26
WH2 Solex Carburateur
Op de download pagina is de originele Engelse Solex brochure uit 1951 te kopiëren.
|
De pakking Of er nog originele pakkingen zijn? Weet ik niet. Misschien, maar erg belangrijk is dit toch niet? Zelf maken, maar dan niet van dik materiaal. De vlotterkamerpakking van carburateurs is meestal van het dunste pakkingmateriaal. Standaard in de handel is 0,2 – 0,25 mm. Heel goed gaat het ook met een pakking uit tekenpapier. Rand van de vlotterkamer over het hele oppervlak met een zacht potlood egaal zwart maken (of stempelinkt) en vervolgens op het papier op een vlakke ondergrond stempelen. Daarna moet je de pakking precies in de vorm uitknippen en alle gaatjes, maar dan ook alle gaatjes uitponsen, anders mis je eventuele noodzakelijke doorverbindingen.
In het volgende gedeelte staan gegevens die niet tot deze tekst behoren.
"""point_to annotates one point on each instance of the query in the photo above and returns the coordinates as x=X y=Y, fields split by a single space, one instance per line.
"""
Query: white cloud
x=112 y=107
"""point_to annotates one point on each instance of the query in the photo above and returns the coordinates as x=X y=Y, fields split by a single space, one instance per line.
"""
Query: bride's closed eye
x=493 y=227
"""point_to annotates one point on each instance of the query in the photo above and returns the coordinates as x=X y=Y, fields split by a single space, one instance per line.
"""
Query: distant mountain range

Schoonmaken Een carburateur (zeker de Solex berust daar een groot deel van de werking op) zit vol met kleine kanaaltjes. Schoonmaken met een kunststofstraler (perslucht straalapparaat met kunststof grit) valt af te raden. Wat wel heel belangrijk is, is dat je alle kanalen doorblaast met perslucht en dan ook controleert of de lucht goed doorstroomt en dat sproeiers open zijn. Nooit
doorsteken, want dat geeft schade, maar altijd doorblazen met perslucht. Heb je
geen perslucht, dan neem je maar een fietspomp. Overlopen Nee dat mag niet! Als de benzine uit de mengbuis in de venturi drupt, is het niveau in de vlotterkamer te hoog. Als de vlotternaald goed afsluit, maar er loopt nog steeds benzine uit, dan is misschien de pakking van een te dik materiaal. Het normale niveau in de vlotterkamer kun je niet zien, maar bij deze hoort het zo hoog te zijn, dat hij net niet overloopt. Dat is bij zo’n dunne papieren pakking het geval.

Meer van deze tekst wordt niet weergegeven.